My sister stepped from the shadows, her pale braid coiled like a snake over her shoulder. Her presence shifted the room instantly—cool, calculating, disarmingly serene.
She was the only one in Blackfang who could silence a room without growling.
Rhea Blackthorn—my younger sister. Silver-tongued. Sharper than any blade in my armory. Her loyalty was rarely given and never blind.
“Rhea,” I said tightly. “This is not your concern.”
“It’s exactly my concern,” she said, descending the stairs. “When the Alpha bleeds power, the pack feels it. And when the Alpha makes an enemy of fate, the consequences ripple outward.”
“I didn’t make an enemy of fate,” I said. “I made a decision.”

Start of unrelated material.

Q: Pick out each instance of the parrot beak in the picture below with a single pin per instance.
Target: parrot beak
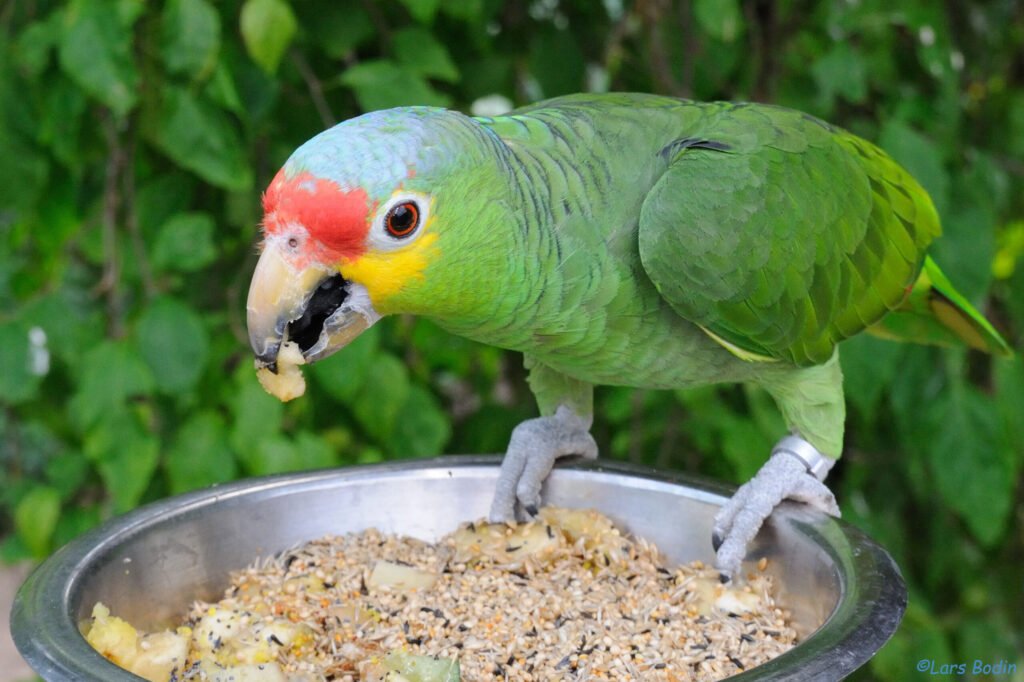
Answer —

“You made a wound,” she said. “And it hasn’t closed.”
I stared at her.
She looked back with eyes that were nearly the same as mine—except colder.
“The girl,” Rhea said. “What was her name?”
“Aria.”
She tilted her head. “Aria what?”
“I don’t know.”
A pause. A slight tightening in Rhea’s posture.
“She’s gone,” I added. “That’s all that matters.”
“No,” she said softly. “That’s the problem. She’s not.”
The forest was on fire.
But it didn’t burn.
The flames were silver-white, trailing through trees like silk. I stood at the edge of the glade, barefoot, shirtless, the mark of Alpha pulsing on my shoulder.
And in the center of the blaze stood Aria.
She didn’t look broken.
She looked radiant.
Moonlight clung to her skin. Her eyes were brighter than any full moon I’d ever seen.
She wasn’t looking at me.
She was looking through me.
And she was smiling.
Not at me.
At something behind me.
I turned—
—and saw a wolf made of shadow. No eyes. Just fangs. Dripping black smoke.
It lunged for me.
I woke with a gasp, drenched in sweat, growling.
My wolf was pacing again, agitated beyond reason.
The message was clear.
Something was coming.
And it wore her name.
I found Rhea in the observatory tower at dawn, sipping tea like a queen of ice and secrets.
She didn’t turn when I entered.
“You’ve felt it,” she said.
“The dream?”
“No. The bond.” She set her cup down. “You think it’s broken, but it isn’t. Not fully. She’s still connected to you.”
“That’s impossible.”
“Is it?” she asked, facing me. “Or is it that you severed the tie... but not the truth?”
I said nothing.
Rhea stepped close.
“You think rejecting her was control. It wasn’t. It was fear. The girl is more than your mate. She’s a key.”
“To what?”
“I don’t know,” she admitted. “But when the moon bleeds, the gates open. You know the legends.”
Old stories. f*******n ones.
About Moonborn wolves and sealed magic. About fated mates awakening dormant bloodlines.
“I buried those myths for a reason,” I said.
“You might have to unbury them,” she replied. “Before they bury you.”